There is quite the gulf between now and then, being quite close to opposite extremes. Just because divorce is so easy as to cause severe social problems now, does not mean having a tiny virtually immutable number of reasons that have nothing to do with health save for sterility is fine.

1. 1932 is the modern era. not medieval times
Note that this is after women's suffrage. Do you seriously think the culture was less restrictive in previous decades?

2. "fired" is not arrested.
That's ATP's argument, not mine.

3. explicitly does not specify wife according to you.

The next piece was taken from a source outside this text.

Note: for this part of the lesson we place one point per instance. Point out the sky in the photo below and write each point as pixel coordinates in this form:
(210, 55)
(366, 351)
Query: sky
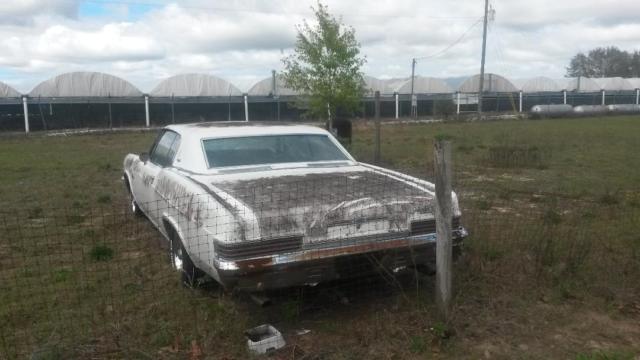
(145, 41)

Just that only 1 person per household can work for the govt directly.
Only narrowly left out, due to pressure from relatively-recently voting women.

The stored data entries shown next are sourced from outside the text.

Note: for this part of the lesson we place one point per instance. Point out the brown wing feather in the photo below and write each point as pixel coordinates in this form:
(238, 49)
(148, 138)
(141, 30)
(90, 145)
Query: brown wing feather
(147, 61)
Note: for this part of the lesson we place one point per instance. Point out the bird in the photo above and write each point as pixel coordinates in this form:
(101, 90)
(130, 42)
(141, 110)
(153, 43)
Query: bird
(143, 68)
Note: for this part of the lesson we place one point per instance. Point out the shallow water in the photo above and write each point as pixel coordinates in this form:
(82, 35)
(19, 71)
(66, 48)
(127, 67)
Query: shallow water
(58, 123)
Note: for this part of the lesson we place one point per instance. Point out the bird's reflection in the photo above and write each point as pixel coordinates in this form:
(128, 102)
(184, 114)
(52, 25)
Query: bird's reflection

4. "work for the govt" specifically which is not "forced to be housewives". They are allowed to start their own business or work for any private organization. they are allowed to work for the govt too. the rule was just "only 1 spouse per household works for govt".
It was introduced intending to be kicking wives out to draw down the budget, then later revised to be de jure sex indiscriminate, then repealed over its de facto sex discrimination despite the late-stage de jure change.
 

Yinko

Well-known member
Hence the shenanigans of Henry the Eighth
You can't really use the behavior of monarchs as a metric for culture. Monarchs, like celebrities, push the boundaries of polite society to the breaking point in whatever area they find themselves ensnared. Using Henry IIX as a core example is like saying that any random merchant or blacksmith could lop off his wife's head for not producing a son, which simply isn't true. It's not like the formation of the Church of England was a simple and easy process either, it caused centuries of bloodshed.
 

Morphic Tide

Well-known member
Monarchs, like celebrities, push the boundaries of polite society to the breaking point in whatever area they find themselves ensnared.
Hence him being the example? Polite society at the time found incestuous adultery not sufficiently infringing on a marriage to be grounds for divorce, meaning he needed to show a separate scripturally-backed reason for annulment of the marriage he had already passed a death sentence on the other participants of.
 

Yinko

Well-known member
Polite society at the time found incestuous adultery not sufficiently infringing on a marriage to be grounds for divorce
Well, there are two interpretations of that. The first, what most would think, is that the Pope viewed such accusations as fallacious. The second, that "it's only adultery if it's vaginal", was quite a common notion until industrial times. The faster spread of information caused by newspaper and radio made such practices less common and acceptable. I would talk more about that, but it borders on the pornographic, and I can't recall where I read about it so I can't provide sources at the moment.